A poll this spring by the Pew Economic Mobility Project underscored how minorities and whites see their divergent economic trajectories. Whites earning between $25,000 and $75,000 per year were more than twice as likely as blacks in the same income range—and nearly twice as likely as Latinos—to say they had already achieved the American Dream. A majority of Latinos and a plurality of African-Americans say they expect to be making enough money 10 years from now to live the lifestyle they desire. A majority of whites consider that a pipe dream.

Working-class whites, in other words, are already more prosperous and secure than working-class minorities, but they’re less optimistic because they don’t believe they’re climbing anymore. They’re simply trying to hold on to what they’ve got, and see others grabbing at it.

Thanks to Romney, they see minorities grabbing at their way of life every day and all day in the inaccurate welfare ad. It opens with a picture of Bill Clinton (a man obsessed with Macomb County and Reagan Democrats) signing the 1996 welfare reform act, which shifted the benefits from indefinite government assistance to one pushing people into employment and self-reliance.

It is the same strategy they're using for Medicare, by the way. Drive a generational wedge between the age 55 and over set and the unders in order to stoke fear in the olders and resentment in the youngers. The only way it doesn't win is to solidly push back against it.

Ask a senior citizen if their Medicare benefits have changed for the worse in the past four years. Honest ones will answer that in the negative, acknowledging that they've actually received more benefits than they have in the past. The simple response to that is that "Obamacare" fixed Medicare so they receive more by negotiated provider cuts and removal of the unnecessary Medicare Advantage subsidy.

Ask a senior citizen if their Social Security check has been late one single time and the answer is inevitably no.

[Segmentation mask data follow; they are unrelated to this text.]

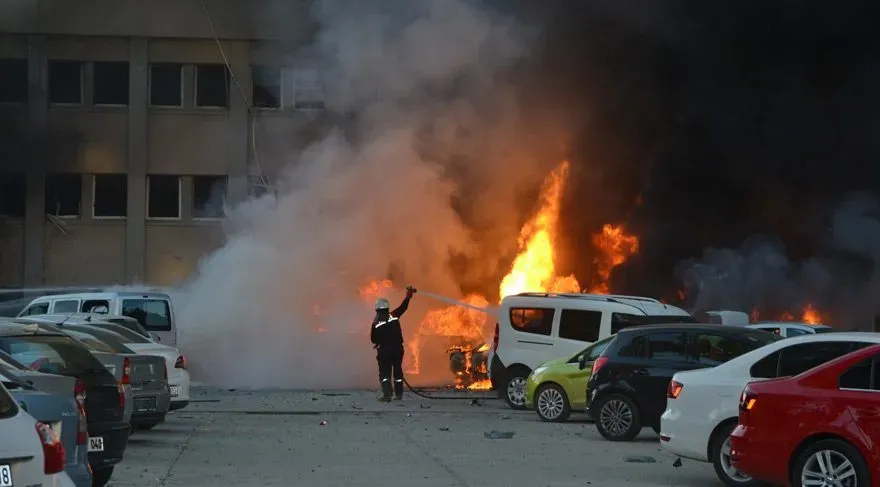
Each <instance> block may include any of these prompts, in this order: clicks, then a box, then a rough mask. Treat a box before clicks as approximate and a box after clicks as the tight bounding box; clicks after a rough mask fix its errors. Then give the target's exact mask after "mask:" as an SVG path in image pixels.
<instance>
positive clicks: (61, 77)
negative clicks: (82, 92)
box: [49, 61, 82, 105]
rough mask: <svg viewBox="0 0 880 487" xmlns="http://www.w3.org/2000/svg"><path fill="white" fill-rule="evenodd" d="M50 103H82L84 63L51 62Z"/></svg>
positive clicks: (67, 103) (80, 62) (68, 103)
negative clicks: (82, 82)
mask: <svg viewBox="0 0 880 487" xmlns="http://www.w3.org/2000/svg"><path fill="white" fill-rule="evenodd" d="M49 103H58V104H63V105H79V104H80V103H82V63H81V62H79V61H49Z"/></svg>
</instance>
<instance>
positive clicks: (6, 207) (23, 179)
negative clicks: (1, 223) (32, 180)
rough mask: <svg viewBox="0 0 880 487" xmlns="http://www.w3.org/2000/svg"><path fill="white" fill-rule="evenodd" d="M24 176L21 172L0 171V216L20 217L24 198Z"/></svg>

The response to that is a simple question: Don't you want that same security for your kids and grandkids?

The Romney/Rove strategy isn't new or particularly creative, though it may be the most cynical I've ever seen. However, it is effective unless people actually take the time to talk to people and get them to do a gut check in order to overcome their fears.

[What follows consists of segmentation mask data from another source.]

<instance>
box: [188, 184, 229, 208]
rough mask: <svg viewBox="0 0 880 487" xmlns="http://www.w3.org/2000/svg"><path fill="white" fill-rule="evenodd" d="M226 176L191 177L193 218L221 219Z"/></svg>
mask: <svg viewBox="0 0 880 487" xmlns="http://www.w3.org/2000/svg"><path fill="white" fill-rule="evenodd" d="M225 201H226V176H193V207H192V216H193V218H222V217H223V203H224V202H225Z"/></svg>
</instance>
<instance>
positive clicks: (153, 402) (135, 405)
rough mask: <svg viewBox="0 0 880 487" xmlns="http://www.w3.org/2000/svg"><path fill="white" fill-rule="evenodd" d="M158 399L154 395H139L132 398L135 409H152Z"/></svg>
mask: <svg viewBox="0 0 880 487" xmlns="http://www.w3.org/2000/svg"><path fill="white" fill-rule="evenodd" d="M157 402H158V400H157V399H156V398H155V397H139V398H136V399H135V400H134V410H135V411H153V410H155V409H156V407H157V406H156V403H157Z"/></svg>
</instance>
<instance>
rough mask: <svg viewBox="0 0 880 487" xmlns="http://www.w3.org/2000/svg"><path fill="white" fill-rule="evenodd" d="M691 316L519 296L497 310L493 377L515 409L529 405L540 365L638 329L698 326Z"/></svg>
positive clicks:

This is likely the last election where it could be effective, and winning on this basis in 2012 is still a huge, heavy lift. But the stakes are high, and the battle for hearts and minds is pretty fierce.

Circling back to Romney and his dishonest, race-baiting welfare ad, Fournier drops the indictment:

Still, Romney and his advisors stand by an ad they know is wrong – or, at the very least, they are carelessly ignoring the facts. That ad is exploiting the worst instincts of white voters – as predicted and substantiated by the Republican Party’s own polling.

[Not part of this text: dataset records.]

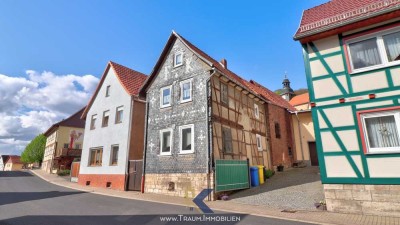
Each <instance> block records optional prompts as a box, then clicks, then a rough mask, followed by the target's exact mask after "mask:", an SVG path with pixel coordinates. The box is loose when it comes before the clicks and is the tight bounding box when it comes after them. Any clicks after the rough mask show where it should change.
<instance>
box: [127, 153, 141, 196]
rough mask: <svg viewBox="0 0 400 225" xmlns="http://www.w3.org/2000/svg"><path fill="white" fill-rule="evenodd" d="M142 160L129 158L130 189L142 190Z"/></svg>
mask: <svg viewBox="0 0 400 225" xmlns="http://www.w3.org/2000/svg"><path fill="white" fill-rule="evenodd" d="M142 170H143V161H142V160H129V176H128V190H129V191H140V189H141V182H142Z"/></svg>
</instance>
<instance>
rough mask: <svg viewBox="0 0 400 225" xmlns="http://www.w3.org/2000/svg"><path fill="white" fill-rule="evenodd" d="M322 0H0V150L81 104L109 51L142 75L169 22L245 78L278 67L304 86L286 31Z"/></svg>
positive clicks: (32, 136) (185, 36)
mask: <svg viewBox="0 0 400 225" xmlns="http://www.w3.org/2000/svg"><path fill="white" fill-rule="evenodd" d="M325 2H327V0H280V1H265V0H264V1H228V0H226V1H212V0H201V1H200V0H197V1H195V0H190V1H189V0H187V1H184V0H168V1H161V0H160V1H128V0H126V1H122V0H121V1H116V0H81V1H77V0H68V1H66V0H57V1H53V0H35V1H22V0H3V1H0V10H1V13H0V27H1V31H2V32H1V33H2V34H1V35H0V100H1V101H0V114H1V116H2V117H3V120H2V121H0V154H1V153H2V152H3V153H4V152H7V153H10V152H13V153H18V152H20V151H21V149H23V148H24V145H25V144H26V143H27V142H28V141H29V140H30V139H32V138H33V137H34V136H35V135H37V134H38V133H40V132H43V131H45V130H46V129H47V128H48V126H50V125H51V124H52V123H54V122H57V121H58V120H60V119H62V118H65V117H67V116H68V115H70V114H72V113H73V112H75V111H77V110H79V108H80V107H82V106H83V105H85V104H86V102H87V101H88V99H89V98H90V96H91V94H92V92H93V89H94V88H95V86H96V84H97V82H98V78H99V77H100V76H101V74H102V72H103V71H104V68H105V66H106V63H107V62H108V61H109V60H112V61H115V62H117V63H120V64H122V65H125V66H127V67H130V68H132V69H135V70H138V71H140V72H143V73H146V74H149V73H150V72H151V70H152V68H153V66H154V64H155V62H156V60H157V59H158V57H159V55H160V53H161V51H162V49H163V47H164V45H165V43H166V41H167V38H168V37H169V35H170V33H171V31H172V30H175V31H176V32H178V33H179V34H180V35H182V36H183V37H185V38H186V39H188V40H189V41H190V42H192V43H193V44H195V45H196V46H197V47H199V48H200V49H202V50H203V51H205V52H206V53H208V54H209V55H210V56H212V57H213V58H215V59H217V60H219V59H222V58H226V59H227V60H228V67H229V68H230V69H231V70H232V71H234V72H236V73H237V74H239V75H241V76H242V77H244V78H245V79H254V80H256V81H258V82H260V83H261V84H263V85H265V86H266V87H267V88H269V89H271V90H276V89H278V88H280V87H281V86H282V84H281V82H282V79H283V76H284V72H285V71H287V73H288V77H289V79H290V80H291V82H292V87H293V88H294V89H297V88H302V87H306V81H305V74H304V64H303V58H302V52H301V47H300V44H299V43H298V42H295V41H293V38H292V37H293V35H294V33H295V31H296V29H297V28H298V25H299V22H300V18H301V14H302V12H303V10H305V9H308V8H311V7H313V6H317V5H319V4H322V3H325ZM1 102H3V104H2V103H1ZM15 146H18V147H15ZM5 149H6V150H5Z"/></svg>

That leaves one inescapable conclusion: The Romney campaign is either recklessly ignorant of the facts, some of which they possess – or it is lying about why (and how) it is playing the race card.

I'll put money on the lie. Steve Benen on the Romney campaign's unprecedented lies:

Romney pollster Neil Newhouse added, "[W]e're not going to let our campaign be dictated by fact checkers."

Right. So, in early August, Team Romney believed "the various fact-checkers" should be the arbiters of rhetorical propriety, but in late August, Team Romney believes they're irrelevant.

It's important to realize there is no modern precedent for a presidential candidate rejecting the premise that facts matter. Mitt Romney is trying something no one has ever seen -- he's deemed the truth to be an inconvenient nuisance, which Romney will ignore, without shame, to advance his ambitions for vast power.

If you don't find that frightening, you're not paying close enough attention.

If a campaign is playing this fast and loose with the facts, so wantonly playing identity and racial politics, imagine what a Romney presidency would be like.

Fox News and the Republican Party do not want us to talk about racial strategies unless it's in a "quiet room" somewhere, away from the tender ears of voters who do not want to admit race is the elephant in the room. They know it's unseemly, even in this day and age, to use race as a wedge to win elections. Kudos to Ron Fournier for being intellectually honest enough to bring it out into the open.